Azithromycin and Roxithromycin Define a New Family of “Senolytic” Drugs That Target Senescent Human Fibroblasts

Abstract

This study employed a senolytic assay system to identify and repurpose FDA-approved antibiotics for targeting senescent human fibroblasts. Using MRC-5 and BJ cell lines induced into senescence via BrdU treatment, the researchers discovered that Azithromycin and Roxithromycin selectively eliminated senescent cells without affecting normal cells. Notably, Erythromycin, a closely related compound, lacked this activity. Azithromycin also induced autophagy and aerobic glycolysis, with bi-phasic effects on mitochondrial oxygen consumption rates, suggesting these metabolic changes underpin its senolytic activity.

Key Findings

• Selective Senolytic Activity: Azithromycin and Roxithromycin effectively targeted senescent MRC-5 and BJ fibroblasts, sparing normal cells. Erythromycin showed no senolytic activity.
• Metabolic Effects: Azithromycin induced autophagy and increased glycolysis in fibroblasts. Its impact on mitochondrial respiration was dose-dependent, inhibiting at 50 μM and stimulating at 100 μM.
• Validation: The xCELLigence real-time assay confirmed Azithromycin's selectivity, removing approximately 97% of senescent cells.
• Clinical Implications: The findings suggest potential for repurposing Azithromycin and Roxithromycin as senolytic agents in anti-aging therapies.

Methodology

Senescence was induced in MRC-5 and BJ human fibroblast cell lines using 100 μM BrdU over 8 days.
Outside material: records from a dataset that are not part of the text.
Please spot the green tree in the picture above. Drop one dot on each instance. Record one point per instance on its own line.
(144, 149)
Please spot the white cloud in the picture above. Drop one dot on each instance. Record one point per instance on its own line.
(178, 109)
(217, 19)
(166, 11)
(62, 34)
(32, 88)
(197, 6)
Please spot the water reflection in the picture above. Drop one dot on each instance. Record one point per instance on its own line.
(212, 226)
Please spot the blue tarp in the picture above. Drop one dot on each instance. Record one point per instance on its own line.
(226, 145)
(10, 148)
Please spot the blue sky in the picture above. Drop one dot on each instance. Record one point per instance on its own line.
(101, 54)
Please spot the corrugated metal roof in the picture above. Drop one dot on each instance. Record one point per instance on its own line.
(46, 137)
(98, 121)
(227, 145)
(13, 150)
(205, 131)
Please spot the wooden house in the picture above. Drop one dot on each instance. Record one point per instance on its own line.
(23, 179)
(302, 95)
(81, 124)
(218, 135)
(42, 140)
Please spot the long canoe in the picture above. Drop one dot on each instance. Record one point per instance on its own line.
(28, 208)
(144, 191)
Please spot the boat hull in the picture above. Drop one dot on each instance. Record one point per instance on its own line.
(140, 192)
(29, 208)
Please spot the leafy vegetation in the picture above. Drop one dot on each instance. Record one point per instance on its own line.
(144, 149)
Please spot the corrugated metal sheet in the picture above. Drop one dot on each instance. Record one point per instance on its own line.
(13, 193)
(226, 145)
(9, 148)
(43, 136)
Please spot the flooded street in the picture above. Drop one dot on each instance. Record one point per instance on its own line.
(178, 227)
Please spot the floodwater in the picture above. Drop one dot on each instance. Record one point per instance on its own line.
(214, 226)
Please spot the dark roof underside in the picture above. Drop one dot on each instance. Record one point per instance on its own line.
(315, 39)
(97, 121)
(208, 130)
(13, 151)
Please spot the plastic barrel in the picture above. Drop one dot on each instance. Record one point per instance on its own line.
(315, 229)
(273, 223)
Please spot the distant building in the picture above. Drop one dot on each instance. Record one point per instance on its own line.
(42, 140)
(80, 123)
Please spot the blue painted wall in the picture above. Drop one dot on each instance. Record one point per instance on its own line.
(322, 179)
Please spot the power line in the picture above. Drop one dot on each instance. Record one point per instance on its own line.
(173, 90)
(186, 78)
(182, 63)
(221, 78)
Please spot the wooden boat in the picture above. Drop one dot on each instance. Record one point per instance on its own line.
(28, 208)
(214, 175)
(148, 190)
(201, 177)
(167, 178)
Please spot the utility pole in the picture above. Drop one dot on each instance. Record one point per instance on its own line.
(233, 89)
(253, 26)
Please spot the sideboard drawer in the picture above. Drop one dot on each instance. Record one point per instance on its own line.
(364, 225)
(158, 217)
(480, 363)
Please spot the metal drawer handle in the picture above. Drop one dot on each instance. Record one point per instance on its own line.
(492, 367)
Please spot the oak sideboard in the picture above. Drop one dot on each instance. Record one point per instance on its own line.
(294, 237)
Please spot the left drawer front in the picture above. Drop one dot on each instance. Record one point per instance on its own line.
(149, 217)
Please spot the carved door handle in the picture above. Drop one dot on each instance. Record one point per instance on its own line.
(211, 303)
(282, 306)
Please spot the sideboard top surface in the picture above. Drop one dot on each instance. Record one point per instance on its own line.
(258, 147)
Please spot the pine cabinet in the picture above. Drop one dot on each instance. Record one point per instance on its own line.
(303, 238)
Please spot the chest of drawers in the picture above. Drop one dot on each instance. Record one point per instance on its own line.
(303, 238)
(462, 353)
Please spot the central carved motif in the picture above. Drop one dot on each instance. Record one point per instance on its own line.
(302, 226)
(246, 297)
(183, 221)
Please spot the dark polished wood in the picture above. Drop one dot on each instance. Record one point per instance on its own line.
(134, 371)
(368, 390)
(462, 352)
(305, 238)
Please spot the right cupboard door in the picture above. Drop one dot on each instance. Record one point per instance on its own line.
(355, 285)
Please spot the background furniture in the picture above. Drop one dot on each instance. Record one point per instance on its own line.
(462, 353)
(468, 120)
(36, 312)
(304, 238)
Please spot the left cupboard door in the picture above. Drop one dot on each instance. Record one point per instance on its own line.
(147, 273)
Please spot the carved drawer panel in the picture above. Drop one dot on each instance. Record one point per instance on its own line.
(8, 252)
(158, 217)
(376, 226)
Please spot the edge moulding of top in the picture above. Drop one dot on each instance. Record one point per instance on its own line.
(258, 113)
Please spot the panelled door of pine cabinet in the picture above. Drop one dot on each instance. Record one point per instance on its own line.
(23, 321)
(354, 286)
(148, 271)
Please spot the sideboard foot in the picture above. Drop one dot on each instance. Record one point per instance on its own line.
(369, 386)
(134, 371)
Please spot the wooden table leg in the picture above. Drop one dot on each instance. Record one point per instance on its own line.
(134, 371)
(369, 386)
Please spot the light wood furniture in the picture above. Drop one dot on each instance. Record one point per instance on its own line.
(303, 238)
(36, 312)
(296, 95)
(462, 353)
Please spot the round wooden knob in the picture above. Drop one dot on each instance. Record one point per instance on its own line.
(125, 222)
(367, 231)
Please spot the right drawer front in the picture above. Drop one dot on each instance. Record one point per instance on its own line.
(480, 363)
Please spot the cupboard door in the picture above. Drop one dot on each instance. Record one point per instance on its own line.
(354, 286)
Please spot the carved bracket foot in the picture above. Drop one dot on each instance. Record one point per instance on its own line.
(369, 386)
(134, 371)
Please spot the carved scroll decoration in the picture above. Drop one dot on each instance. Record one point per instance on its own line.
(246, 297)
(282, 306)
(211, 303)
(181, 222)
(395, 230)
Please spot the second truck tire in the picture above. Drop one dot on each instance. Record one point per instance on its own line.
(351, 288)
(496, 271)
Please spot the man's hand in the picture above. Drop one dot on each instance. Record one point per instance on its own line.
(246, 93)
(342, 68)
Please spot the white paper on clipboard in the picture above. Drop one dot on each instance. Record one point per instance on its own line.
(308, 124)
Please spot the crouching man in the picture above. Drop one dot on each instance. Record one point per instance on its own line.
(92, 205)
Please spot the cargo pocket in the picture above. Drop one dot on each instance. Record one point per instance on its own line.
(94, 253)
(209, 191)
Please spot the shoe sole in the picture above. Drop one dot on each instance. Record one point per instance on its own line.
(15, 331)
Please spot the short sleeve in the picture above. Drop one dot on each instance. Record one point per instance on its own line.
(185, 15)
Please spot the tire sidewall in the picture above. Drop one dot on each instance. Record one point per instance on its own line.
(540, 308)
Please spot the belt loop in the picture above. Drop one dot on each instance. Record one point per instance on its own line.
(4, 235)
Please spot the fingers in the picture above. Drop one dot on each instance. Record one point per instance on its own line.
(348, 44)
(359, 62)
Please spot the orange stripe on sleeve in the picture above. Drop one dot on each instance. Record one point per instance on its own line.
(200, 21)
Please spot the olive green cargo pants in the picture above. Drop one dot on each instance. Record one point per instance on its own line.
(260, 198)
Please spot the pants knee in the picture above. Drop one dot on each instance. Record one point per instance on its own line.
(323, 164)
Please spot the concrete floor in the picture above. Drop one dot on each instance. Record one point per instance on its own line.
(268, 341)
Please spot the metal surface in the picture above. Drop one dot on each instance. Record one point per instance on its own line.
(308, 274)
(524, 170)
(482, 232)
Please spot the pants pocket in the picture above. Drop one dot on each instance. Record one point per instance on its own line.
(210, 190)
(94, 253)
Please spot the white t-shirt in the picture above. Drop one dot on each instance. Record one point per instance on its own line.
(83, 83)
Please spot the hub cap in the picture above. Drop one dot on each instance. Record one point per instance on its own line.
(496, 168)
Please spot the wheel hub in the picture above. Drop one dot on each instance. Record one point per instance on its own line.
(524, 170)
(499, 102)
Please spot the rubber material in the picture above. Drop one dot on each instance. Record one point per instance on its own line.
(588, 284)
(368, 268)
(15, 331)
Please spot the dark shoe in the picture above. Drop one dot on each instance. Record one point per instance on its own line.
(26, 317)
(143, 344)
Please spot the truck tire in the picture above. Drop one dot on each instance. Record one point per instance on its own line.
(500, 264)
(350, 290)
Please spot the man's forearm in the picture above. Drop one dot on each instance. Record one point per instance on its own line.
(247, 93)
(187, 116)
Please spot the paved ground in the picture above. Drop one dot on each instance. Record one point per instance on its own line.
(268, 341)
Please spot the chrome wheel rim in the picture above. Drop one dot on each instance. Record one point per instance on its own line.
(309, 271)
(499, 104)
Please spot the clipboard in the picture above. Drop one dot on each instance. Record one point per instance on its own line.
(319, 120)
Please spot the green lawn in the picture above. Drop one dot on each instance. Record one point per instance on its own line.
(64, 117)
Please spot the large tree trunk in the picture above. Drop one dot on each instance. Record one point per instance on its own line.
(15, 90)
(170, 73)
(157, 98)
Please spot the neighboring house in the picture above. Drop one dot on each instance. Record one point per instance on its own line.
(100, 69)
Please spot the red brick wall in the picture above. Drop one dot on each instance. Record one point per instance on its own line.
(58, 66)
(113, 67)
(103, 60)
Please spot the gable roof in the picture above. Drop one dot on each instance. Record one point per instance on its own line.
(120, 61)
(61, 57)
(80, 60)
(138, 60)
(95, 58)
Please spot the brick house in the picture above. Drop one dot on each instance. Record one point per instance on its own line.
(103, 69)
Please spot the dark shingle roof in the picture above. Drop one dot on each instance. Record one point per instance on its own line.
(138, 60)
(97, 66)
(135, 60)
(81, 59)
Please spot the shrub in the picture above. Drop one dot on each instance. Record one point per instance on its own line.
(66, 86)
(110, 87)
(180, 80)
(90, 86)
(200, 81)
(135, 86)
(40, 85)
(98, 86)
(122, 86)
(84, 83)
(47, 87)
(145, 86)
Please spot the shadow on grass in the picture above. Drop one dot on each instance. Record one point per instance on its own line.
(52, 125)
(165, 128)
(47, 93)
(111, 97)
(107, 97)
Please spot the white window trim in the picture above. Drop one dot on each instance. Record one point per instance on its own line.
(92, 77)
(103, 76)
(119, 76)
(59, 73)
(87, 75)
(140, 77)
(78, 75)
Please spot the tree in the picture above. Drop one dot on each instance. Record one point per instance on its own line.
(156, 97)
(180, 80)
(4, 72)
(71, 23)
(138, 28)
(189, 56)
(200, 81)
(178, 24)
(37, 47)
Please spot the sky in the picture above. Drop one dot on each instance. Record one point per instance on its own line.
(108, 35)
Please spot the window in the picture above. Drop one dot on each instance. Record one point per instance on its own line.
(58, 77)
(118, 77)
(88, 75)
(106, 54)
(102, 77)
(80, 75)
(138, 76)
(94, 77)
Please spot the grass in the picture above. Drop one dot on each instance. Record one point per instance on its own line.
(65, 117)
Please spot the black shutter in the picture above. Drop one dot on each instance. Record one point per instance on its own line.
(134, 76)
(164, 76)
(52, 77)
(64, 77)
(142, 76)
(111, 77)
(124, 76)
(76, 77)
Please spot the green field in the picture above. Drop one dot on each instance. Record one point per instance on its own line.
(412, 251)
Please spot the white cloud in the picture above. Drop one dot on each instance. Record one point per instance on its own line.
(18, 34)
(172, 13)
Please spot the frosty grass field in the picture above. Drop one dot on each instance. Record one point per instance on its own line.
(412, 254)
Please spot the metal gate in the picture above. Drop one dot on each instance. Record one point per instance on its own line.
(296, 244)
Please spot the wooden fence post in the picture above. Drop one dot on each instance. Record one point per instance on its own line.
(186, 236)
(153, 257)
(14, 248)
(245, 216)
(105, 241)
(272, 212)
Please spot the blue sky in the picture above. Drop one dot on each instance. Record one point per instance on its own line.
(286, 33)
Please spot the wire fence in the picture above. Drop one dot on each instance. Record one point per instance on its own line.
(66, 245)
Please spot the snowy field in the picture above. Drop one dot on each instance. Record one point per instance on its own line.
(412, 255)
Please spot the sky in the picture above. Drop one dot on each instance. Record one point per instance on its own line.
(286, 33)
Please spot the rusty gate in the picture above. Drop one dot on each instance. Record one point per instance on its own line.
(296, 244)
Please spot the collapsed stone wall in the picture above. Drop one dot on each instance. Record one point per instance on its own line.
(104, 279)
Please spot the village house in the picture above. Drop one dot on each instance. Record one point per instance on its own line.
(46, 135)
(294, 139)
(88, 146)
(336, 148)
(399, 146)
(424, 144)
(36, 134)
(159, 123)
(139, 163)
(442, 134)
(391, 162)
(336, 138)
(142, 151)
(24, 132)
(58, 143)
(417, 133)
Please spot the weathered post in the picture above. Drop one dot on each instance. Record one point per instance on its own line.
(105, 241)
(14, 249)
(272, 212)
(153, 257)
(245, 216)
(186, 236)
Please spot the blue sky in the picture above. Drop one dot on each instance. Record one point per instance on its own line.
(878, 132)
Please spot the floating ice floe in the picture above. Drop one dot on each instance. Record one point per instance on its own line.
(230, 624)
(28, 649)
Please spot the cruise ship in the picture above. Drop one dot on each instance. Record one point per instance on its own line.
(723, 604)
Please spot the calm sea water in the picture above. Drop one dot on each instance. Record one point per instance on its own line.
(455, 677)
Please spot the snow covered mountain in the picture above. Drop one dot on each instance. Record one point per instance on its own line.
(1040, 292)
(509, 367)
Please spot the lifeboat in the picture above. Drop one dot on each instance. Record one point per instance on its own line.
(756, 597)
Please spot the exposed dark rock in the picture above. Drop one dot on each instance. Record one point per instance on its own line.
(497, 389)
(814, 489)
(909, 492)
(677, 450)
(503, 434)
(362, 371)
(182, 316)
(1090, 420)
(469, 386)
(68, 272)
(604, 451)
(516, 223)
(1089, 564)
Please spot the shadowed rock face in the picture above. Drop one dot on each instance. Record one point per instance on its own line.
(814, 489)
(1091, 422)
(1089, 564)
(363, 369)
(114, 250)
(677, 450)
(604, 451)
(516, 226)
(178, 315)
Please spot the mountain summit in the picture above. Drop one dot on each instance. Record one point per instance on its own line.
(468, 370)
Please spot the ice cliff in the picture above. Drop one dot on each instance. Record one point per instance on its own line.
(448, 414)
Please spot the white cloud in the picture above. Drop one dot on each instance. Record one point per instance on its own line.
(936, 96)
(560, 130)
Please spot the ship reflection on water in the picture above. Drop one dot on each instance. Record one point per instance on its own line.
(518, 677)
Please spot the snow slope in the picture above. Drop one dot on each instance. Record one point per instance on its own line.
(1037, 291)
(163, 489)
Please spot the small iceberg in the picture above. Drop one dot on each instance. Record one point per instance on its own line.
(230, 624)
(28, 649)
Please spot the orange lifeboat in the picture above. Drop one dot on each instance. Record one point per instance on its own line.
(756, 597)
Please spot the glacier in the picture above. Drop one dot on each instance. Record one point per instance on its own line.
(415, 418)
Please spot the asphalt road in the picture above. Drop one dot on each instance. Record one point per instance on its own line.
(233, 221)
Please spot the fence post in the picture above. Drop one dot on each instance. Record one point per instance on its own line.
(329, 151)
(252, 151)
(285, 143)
Post-treatment, cells were exposed to Azithromycin, Roxithromycin, or Erythromycin. Cell viability was assessed using the SRB assay. Metabolic changes were evaluated via autophagy markers and mitochondrial respiration measurements. The xCELLigence system provided real-time analysis of cell viability and senolytic activity.

Conclusion

Azithromycin and Roxithromycin demonstrate potent, selective senolytic activity against human fibroblasts, with distinct metabolic effects contributing to their efficacy. These findings support the potential repurposing of these antibiotics as senolytic agents in therapeutic strategies targeting aging and age-related diseases.